Type spaces is an exploration and a provocation, appreciated by those outside the field of Aldine scholarship, and so far ignored by or not yet even reaching the people within that field. Peter was always ready for a debate, and would fire off a letter to anyone who might be interested. But he was 80 when the book appeared and not in good health. He was out on a limb in Stafford, outwith the metropolis and the academy. But then that always had been his position, and it helped to shape what he did. It was part of his strength.

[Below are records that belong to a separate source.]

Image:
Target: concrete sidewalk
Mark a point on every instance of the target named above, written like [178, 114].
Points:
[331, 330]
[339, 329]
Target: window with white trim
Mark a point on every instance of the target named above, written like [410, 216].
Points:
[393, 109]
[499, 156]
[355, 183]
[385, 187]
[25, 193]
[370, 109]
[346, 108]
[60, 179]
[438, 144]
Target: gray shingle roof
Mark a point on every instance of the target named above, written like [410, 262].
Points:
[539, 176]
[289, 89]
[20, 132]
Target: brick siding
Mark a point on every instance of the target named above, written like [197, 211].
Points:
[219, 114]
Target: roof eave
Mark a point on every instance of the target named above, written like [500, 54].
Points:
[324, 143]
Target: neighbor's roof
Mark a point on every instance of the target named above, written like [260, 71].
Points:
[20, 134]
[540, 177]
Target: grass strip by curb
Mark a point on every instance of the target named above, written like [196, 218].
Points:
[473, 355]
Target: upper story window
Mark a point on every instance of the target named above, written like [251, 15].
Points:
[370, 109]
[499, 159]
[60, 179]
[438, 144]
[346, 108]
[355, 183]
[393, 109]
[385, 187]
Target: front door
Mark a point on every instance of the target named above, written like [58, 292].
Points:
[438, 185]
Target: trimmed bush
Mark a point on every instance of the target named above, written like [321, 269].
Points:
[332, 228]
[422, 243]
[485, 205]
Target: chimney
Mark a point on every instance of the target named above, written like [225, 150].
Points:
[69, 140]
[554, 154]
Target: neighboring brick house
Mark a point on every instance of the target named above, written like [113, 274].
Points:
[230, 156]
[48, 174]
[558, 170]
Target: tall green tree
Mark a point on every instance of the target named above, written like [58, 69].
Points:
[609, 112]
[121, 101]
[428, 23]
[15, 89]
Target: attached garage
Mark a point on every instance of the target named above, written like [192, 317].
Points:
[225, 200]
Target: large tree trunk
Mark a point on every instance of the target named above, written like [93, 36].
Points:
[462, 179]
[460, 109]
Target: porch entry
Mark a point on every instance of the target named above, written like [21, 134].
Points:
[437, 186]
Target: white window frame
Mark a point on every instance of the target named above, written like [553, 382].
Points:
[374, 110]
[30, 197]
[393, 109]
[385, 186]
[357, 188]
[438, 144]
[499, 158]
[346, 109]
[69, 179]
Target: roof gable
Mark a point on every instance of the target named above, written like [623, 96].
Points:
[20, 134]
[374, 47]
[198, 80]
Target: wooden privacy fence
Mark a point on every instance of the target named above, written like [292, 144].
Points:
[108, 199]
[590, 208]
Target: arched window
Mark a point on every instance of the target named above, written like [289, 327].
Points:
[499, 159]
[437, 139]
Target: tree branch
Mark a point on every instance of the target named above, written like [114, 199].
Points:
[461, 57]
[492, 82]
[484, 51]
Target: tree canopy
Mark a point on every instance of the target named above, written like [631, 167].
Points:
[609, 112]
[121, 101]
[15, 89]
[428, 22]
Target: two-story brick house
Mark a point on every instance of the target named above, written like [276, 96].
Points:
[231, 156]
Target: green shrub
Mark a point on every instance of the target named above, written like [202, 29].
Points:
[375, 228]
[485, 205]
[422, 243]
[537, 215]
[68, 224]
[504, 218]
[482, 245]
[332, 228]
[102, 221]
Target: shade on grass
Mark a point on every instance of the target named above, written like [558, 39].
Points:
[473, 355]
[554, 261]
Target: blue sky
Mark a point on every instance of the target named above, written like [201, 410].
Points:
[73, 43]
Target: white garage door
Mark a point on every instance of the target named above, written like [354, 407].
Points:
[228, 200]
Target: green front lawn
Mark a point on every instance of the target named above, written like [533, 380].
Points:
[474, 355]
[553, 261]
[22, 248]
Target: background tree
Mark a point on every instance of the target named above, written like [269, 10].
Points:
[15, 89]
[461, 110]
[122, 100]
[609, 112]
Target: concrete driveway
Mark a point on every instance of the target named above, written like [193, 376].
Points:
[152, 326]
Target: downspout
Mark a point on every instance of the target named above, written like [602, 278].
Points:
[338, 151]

I find it hard to describe Peter much further. One of his old students once said to me, ‘he’s a sweetie’, and with a jolt I saw that was true. I hadn’t quite noticed it, caught up in so much endless typography with him. I had always thought he was the most modest, most self-effacing man, and would have used that as the first description to someone who didn’t know him. Now that he is no longer there in Stafford at the end of the phone (always picked up with just ‘Burnhill’), I will especially remember him through the books he passed on to me – sometimes as seasonal presents, or just because he was weeding out his library and thought I would be interested. They are modest, well-worn, but each one is an extremely potent object: Syntactic structures by Chomsky (in a reprint of 1971, much annotated), Shelley’s socialism: two lectures by Edward Aveling and Eleanor Marx Aveling (published by Leslie Preger, Manchester, 1947; preface by Frank Allaun, later to become a stallwart left-Labour MP and CND campaigner), William Morris and the early days of the socialist movement by J. Bruce Glaser (published by Longmans Green, 1921, but this edition has a wrapper with ‘ILP Labour Literature Department, 308 Gray’s Inn Road, London’), and two copies of Mayakovsky and his poetry by Herbert Marshall (Pilot Press, London, 1942; I always wondered if a young Anthony Froshaug had had something to do with the cover design). This Mayakovsky book he gave me twice over on different occasions (and I already had a copy of my own). One he inscribed: ‘For Robin / May Day 1996 / Peter’. The other has just ‘for Robin’, and above this ‘Burnhill / Calcutta / 1944’.